Ignore Manchester City at your peril
While the media has had its focus on one side of Manchester, the blue half of the city has been getting on with being the closest challengers to league leaders Liverpool.
Consecutive defeats to Palace and Leicester at the tail-end of 2018 had put tiny doubts in the mind as to City’s chances of defending their title. A win against unbeaten Liverpool in Gameweek 21 was exactly what their season needed, and resounding cup victories (7-0 over Rotherham, 9-0 against Burton Albion) showed that the club were focused on adding more silverware to the trophy cabinet—the win over Burton in the first leg of the League Cup effectively put them into the final, where they will play either Chelsea or Spurs.
A home game against Wolves would seem to be the perfect way to further close the gap on Liverpool, but the visitors had pulled off a number of good results against the so-called Big Six, so a win was not guaranteed.
Happily for City, this was not the same Wolves that beat Spurs the other week, conceding a goal within 10 minutes and then having a player sent off after less than 20.
The rest of the game then became a training session, with City scoring two more and enjoying 76 percent possession. The only fly in the ointment was the fact that they missed out on the chance to register 100 goals for the season to date … a statistic that is likely to change when they visit Huddersfield in Gameweek 23.
Liverpool remain the ones to beat
Prior to City’s game against Wolves, Liverpool had opened up a seven-point gap at the top.
With only one defeat so far this season, Jurgen Klopp’s team has effectively turned the title into a two-horse race, with numerous pundits predicting that this is year when Liverpool ends its wait for a Premier League trophy. The team has kept 13 clean sheets so far and only conceded 10 goals all season, a concrete defense that has allowed them to benefit from the goals being scored by Salah and co.

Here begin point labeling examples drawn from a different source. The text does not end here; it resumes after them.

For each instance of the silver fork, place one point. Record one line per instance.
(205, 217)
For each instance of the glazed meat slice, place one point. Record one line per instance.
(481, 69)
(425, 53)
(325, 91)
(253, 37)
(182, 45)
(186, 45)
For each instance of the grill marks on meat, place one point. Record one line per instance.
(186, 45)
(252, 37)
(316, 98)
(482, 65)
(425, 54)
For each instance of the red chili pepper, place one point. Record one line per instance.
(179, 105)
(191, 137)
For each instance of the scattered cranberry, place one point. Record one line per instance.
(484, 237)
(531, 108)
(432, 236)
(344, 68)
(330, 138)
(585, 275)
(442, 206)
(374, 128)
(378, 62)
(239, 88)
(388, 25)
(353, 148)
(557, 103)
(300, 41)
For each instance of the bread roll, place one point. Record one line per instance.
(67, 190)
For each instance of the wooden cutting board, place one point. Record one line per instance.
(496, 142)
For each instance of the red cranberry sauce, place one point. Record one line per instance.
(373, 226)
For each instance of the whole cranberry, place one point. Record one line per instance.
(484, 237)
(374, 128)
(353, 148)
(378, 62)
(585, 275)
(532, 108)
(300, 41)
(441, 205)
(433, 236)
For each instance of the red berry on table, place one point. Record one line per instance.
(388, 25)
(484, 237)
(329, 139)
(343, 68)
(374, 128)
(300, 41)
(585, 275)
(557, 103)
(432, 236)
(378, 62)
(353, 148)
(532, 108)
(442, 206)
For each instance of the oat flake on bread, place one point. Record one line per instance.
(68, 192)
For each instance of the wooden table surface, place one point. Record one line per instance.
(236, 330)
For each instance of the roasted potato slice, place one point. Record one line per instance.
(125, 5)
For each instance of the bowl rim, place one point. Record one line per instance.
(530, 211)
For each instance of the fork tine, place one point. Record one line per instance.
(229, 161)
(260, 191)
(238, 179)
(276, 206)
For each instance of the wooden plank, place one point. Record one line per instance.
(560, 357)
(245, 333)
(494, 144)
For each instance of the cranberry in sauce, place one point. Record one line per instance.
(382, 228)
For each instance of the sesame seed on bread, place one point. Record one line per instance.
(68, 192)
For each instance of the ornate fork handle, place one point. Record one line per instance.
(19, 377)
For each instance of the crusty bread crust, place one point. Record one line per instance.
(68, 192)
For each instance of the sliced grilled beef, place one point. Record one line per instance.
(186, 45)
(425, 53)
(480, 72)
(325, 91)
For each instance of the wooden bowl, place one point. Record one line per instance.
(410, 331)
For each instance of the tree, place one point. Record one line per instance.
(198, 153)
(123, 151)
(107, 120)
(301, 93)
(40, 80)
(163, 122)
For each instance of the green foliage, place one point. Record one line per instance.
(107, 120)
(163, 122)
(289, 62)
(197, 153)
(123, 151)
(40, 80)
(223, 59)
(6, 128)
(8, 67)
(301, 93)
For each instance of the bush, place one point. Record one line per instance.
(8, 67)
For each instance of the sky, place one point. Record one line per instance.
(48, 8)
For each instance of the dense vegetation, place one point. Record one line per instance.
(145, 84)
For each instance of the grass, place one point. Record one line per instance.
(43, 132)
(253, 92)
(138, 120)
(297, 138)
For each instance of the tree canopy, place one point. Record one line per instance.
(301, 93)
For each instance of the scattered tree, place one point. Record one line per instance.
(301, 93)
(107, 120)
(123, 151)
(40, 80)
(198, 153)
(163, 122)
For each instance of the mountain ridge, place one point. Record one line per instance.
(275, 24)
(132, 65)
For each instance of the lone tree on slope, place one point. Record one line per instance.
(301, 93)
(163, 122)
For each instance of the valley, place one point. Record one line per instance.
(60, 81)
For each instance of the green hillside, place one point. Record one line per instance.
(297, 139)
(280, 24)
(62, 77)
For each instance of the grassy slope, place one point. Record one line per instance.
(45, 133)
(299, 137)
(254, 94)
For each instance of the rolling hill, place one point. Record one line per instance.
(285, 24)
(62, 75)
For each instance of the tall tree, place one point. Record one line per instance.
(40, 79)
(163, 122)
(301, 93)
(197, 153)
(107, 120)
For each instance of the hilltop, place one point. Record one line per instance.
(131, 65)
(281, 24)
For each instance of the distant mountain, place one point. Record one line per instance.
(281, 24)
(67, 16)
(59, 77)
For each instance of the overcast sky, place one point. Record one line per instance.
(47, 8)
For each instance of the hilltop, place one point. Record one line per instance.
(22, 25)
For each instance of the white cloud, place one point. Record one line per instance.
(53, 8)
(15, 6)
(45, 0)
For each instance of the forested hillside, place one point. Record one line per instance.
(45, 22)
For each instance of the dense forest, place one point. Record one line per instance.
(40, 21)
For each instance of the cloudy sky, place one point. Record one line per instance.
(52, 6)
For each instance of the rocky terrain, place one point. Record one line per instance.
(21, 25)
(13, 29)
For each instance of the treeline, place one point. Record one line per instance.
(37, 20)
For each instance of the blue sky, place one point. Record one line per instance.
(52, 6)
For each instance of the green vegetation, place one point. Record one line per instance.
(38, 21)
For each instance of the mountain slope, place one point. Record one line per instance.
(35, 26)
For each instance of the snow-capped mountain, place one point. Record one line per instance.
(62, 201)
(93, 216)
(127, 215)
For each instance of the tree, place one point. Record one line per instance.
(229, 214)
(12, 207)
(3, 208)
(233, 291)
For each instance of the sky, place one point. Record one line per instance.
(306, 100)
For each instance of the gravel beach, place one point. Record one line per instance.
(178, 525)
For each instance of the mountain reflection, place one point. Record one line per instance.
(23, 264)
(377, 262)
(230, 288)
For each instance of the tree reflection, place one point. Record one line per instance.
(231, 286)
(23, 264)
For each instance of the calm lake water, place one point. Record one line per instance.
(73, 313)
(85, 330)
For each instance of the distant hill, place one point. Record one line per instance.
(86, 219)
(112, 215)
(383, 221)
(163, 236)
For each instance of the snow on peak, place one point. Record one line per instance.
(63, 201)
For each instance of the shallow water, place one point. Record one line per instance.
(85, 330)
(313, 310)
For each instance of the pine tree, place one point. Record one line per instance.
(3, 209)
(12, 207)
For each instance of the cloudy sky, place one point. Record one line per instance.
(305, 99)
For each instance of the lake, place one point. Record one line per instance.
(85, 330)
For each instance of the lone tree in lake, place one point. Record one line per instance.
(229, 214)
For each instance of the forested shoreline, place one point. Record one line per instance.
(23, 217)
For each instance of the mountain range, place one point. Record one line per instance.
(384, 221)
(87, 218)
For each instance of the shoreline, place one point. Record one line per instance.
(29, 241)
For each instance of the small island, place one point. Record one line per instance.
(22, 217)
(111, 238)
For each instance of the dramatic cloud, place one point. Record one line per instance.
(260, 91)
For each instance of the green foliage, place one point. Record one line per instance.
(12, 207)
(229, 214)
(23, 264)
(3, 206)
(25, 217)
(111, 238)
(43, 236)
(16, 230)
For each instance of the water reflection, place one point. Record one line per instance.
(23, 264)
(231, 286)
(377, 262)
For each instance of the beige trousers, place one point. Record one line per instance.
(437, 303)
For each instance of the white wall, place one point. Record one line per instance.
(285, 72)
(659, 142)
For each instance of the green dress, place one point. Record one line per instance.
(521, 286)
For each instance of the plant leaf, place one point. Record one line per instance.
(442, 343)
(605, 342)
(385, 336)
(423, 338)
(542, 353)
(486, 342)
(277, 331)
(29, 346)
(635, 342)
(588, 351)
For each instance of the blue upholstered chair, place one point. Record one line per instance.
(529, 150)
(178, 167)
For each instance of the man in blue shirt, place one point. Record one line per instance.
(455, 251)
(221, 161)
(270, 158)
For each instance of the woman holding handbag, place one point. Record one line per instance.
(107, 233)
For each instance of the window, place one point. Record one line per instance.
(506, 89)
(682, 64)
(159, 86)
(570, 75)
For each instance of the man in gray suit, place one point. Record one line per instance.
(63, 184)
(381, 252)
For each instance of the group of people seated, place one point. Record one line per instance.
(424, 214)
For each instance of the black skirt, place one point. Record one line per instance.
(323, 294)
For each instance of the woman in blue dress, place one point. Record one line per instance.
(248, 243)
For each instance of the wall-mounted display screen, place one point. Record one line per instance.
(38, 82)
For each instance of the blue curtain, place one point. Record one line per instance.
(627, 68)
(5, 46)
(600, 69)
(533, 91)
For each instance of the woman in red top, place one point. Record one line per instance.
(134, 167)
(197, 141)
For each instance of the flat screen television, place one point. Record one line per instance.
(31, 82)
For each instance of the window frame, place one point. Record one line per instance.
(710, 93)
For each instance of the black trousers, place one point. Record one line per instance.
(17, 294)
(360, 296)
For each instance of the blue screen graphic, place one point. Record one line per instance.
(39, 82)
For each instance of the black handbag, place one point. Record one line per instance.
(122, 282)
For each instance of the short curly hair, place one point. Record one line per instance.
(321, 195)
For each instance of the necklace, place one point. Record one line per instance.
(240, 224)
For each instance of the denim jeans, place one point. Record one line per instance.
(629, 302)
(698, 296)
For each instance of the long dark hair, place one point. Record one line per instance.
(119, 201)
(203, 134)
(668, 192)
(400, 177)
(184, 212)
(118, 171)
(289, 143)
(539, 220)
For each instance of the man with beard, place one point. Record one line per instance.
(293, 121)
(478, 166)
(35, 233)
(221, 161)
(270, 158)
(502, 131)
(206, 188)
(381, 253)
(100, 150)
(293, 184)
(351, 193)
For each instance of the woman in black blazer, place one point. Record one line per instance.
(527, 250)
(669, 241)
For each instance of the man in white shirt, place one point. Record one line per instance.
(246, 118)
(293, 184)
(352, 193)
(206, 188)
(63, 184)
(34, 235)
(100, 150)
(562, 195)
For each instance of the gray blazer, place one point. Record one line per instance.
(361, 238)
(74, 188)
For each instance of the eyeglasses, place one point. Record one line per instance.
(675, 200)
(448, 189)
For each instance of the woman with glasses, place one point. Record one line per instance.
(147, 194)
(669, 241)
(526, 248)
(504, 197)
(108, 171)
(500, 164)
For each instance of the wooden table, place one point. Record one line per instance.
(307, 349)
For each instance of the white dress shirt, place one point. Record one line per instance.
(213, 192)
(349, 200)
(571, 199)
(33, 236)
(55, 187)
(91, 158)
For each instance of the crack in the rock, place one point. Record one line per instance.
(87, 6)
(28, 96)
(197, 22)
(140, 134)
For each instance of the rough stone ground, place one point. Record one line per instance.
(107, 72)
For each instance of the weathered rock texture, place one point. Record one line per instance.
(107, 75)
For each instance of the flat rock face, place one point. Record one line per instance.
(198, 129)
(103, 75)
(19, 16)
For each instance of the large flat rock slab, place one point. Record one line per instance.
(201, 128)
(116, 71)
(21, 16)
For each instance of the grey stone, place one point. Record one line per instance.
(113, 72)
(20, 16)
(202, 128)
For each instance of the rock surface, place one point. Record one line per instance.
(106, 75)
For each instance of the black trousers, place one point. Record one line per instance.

In fact, only one team in EPL history has conceded less goals than Liverpool after 22 games—Chelsea in 2004/05, 8—and there is little doubt that the acquisition of a top-class defender (Van Dijk) and a goalkeeper (Alisson) in the last 12 months has been money well-spent.
Their latest win—1-0 away at Brighton & Hove Albion—offered more evidence that Liverpool are the real deal, with 70 percent possession and a sense that the team can get the job done when required. Losses to City and Wolves in the previous two games, the latter in the FA Cup, had made people question if Liverpool had the necessary cajones to win the league, but this victory was way more comfortable than the scoreline suggests.
According to the BBC, this match demonstrated the “efficiency and control of a side capable of winning while not at their best,” with a Mo Salah penalty securing all three points. Brighton did OK without ever looking like they were going to beat the league leaders, and their fight to stay up will not depend on the result of this game.
“I think it was the most mature performance we have made so far,” Klopp said, in an interview with the BBC. “There were a few situations where we could have been a bit more inspired, creative and cool. We know we can control the game and we are not that childish anymore.”